P.S. : Thierry GIBAULT était l’invité de l’émission DEUX SOUS DE SCENE, le samedi 20 Février 2016, sur Radio Libertaire 89.4 (en podcast sur le site Grille émissions de Radio Libertaire pendant un mois).

Texte Bohumil Hrabal Mise en scène et adaptation Laurent Fréchuret Traduction Anne-Marie Ducreux-Palenicek © Editions Robert Laffont Avec Thierry Gibault Son François Chabrier Lumière Eric Rossi Collaboration artistique Thierry Gibault Directeur de production Slimane Mouhoub Production Théâtre de l’Incendie

C’est un long monologue, c’est renversé à l’endroit et à l’envers un matelas de chair, de pensées, de temps pouilleux qui pullulerait de puces et insectes divers, c’est l’histoire d’un homme qui projette son âme dans la seule lisière qu’il lui reste, sa capacité à braver seul, le spectacle du pilonnage de livres .

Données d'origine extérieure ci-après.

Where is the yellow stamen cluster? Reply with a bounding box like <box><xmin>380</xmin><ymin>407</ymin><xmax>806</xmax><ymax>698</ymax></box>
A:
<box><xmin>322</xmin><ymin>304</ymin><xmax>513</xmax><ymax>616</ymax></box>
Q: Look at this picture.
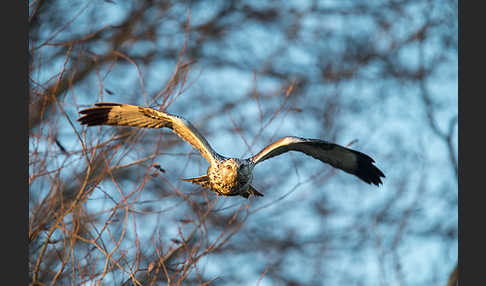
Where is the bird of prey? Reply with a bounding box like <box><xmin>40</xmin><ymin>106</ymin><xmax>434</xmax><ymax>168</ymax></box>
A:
<box><xmin>78</xmin><ymin>102</ymin><xmax>385</xmax><ymax>198</ymax></box>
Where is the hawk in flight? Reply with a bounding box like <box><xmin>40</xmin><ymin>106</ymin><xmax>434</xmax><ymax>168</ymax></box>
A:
<box><xmin>78</xmin><ymin>102</ymin><xmax>385</xmax><ymax>198</ymax></box>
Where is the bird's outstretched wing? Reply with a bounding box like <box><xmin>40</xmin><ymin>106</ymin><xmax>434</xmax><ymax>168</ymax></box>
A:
<box><xmin>250</xmin><ymin>136</ymin><xmax>385</xmax><ymax>186</ymax></box>
<box><xmin>78</xmin><ymin>102</ymin><xmax>219</xmax><ymax>163</ymax></box>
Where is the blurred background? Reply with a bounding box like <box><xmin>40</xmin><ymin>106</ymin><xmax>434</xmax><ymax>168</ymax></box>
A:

L’écrivain Tchèque Bohumil HRABAL (1914-1997) qui exerça « tous les métiers » connut la censure et deux de ses propres furent pilonnés après 1968.

Le narrateur commence ainsi son livre :

« Voila trente cinq ans que je travaille ans le vieux papier et c’est toute ma love story ». Une phrase qui pourrait s’apparenter à celle de Proust « Longtemps je me suis couché de bonne heure ».

Il s’agit bien d’une histoire de temps, de temps comprimé dans la chair qui s’expose à l’inéluctable, à la mort, à la destruction. L’homme est donc employé dans une usine de recyclage de papiers en tout genre et notamment de livres. Ironie du sort, il aime les livres, alors il fait en sorte d’en sauver quelques uns du pressoir, de l’anéantissement, chaque jour, et il les empile dans sa propre cave.

Cet acte devient aussi répétitif que celui d’appuyer sur le bouton pour en écraser des milliers d’autres. Mais ce geste, c’est aussi une façon de faire reculer le temps qui passe et surtout de se désigner en tant qu’homme capable de recycler son malheur à travers cet aléatoire bonheur d’avoir pu sauver quelques livres.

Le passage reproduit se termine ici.